Samantha C. Shapiro, MD, is the executive editor of Harrison’s Principles of Internal Medicine. As a clinician educator, she practices telerheumatology and writes for both medical and lay audiences.

References

1. Wallace B, Gao Y, Kim H, et al. Time-dependent evaluation of glucocorticoid exposure duration and major adverse cardiovascular events in a cohort of veterans with rheumatoid arthritis [abstract]. Arthritis Rheumatol. 2022;74(suppl 9).
2. Sylvestre MP, Abrahamowicz M. Flexible modeling of the cumulative effects of time-dependent exposures on the hazard. Stat Med. 2009;28(27).

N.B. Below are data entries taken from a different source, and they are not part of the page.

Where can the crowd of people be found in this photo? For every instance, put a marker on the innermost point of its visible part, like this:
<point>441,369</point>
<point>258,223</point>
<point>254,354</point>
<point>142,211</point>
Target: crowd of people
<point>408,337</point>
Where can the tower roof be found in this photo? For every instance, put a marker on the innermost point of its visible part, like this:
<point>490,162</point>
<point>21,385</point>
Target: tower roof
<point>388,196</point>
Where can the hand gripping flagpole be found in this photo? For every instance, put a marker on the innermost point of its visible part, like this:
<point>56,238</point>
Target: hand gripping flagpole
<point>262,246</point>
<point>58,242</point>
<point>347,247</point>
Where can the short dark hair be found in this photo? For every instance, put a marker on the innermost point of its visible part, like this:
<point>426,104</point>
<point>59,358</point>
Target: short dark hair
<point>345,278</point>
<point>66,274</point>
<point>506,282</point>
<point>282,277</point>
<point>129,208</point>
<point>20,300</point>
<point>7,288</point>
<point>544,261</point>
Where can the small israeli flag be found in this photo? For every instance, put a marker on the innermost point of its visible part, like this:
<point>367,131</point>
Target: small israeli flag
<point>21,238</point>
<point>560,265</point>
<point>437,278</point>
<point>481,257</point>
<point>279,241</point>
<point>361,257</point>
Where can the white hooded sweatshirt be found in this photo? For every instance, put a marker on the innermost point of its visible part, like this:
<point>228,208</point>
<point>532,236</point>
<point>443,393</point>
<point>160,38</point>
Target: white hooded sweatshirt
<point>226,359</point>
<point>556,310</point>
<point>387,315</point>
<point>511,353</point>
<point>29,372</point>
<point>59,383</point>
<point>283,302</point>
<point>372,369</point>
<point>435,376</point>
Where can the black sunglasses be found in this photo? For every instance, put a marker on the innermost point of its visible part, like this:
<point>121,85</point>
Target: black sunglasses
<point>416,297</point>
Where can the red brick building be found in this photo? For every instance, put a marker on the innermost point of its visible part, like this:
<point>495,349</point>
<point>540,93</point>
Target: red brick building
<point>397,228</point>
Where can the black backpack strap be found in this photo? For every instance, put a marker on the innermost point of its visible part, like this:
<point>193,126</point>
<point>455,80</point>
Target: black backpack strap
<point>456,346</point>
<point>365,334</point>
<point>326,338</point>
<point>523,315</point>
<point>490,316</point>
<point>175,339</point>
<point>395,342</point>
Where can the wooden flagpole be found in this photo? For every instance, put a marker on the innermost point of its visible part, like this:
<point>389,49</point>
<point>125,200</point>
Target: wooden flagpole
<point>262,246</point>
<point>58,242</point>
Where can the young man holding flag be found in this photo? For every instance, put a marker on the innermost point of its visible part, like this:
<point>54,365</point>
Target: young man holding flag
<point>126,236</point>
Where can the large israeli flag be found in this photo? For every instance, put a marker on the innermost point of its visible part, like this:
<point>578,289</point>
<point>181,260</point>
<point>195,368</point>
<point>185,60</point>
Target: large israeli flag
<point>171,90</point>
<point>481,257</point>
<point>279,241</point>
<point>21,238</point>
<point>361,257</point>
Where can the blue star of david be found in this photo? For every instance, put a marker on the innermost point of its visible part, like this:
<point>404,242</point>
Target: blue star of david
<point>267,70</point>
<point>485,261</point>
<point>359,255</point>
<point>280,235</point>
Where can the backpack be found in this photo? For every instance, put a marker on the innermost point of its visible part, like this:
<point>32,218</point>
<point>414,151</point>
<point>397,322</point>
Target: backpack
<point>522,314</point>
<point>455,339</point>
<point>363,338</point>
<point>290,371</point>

3. Sussman J, Wiitala WL, Zawitowski M, et al. The Veterans Affairs cardiac risk score: Recalibrating the ASCVD score for applied use. J Gen Intern Med. 2016;(1).
4. Goff DC Jr., Lloyd-Jones DM, Bennett G, et al.; American College of Cardiology/American Heart Association Task Force on Practice Guidelines. 2013 ACC/AHA guideline on the assessment of cardiovascular risk: A report of the American College of Cardiology/American Heart Association Task Force on Practice Guidelines. Circulation. 2014 Jun 24;129(25 Suppl 2):S49–S73. Erratum in: Circulation. 2014 Jun 24;129(25 Suppl 2):S74–S75.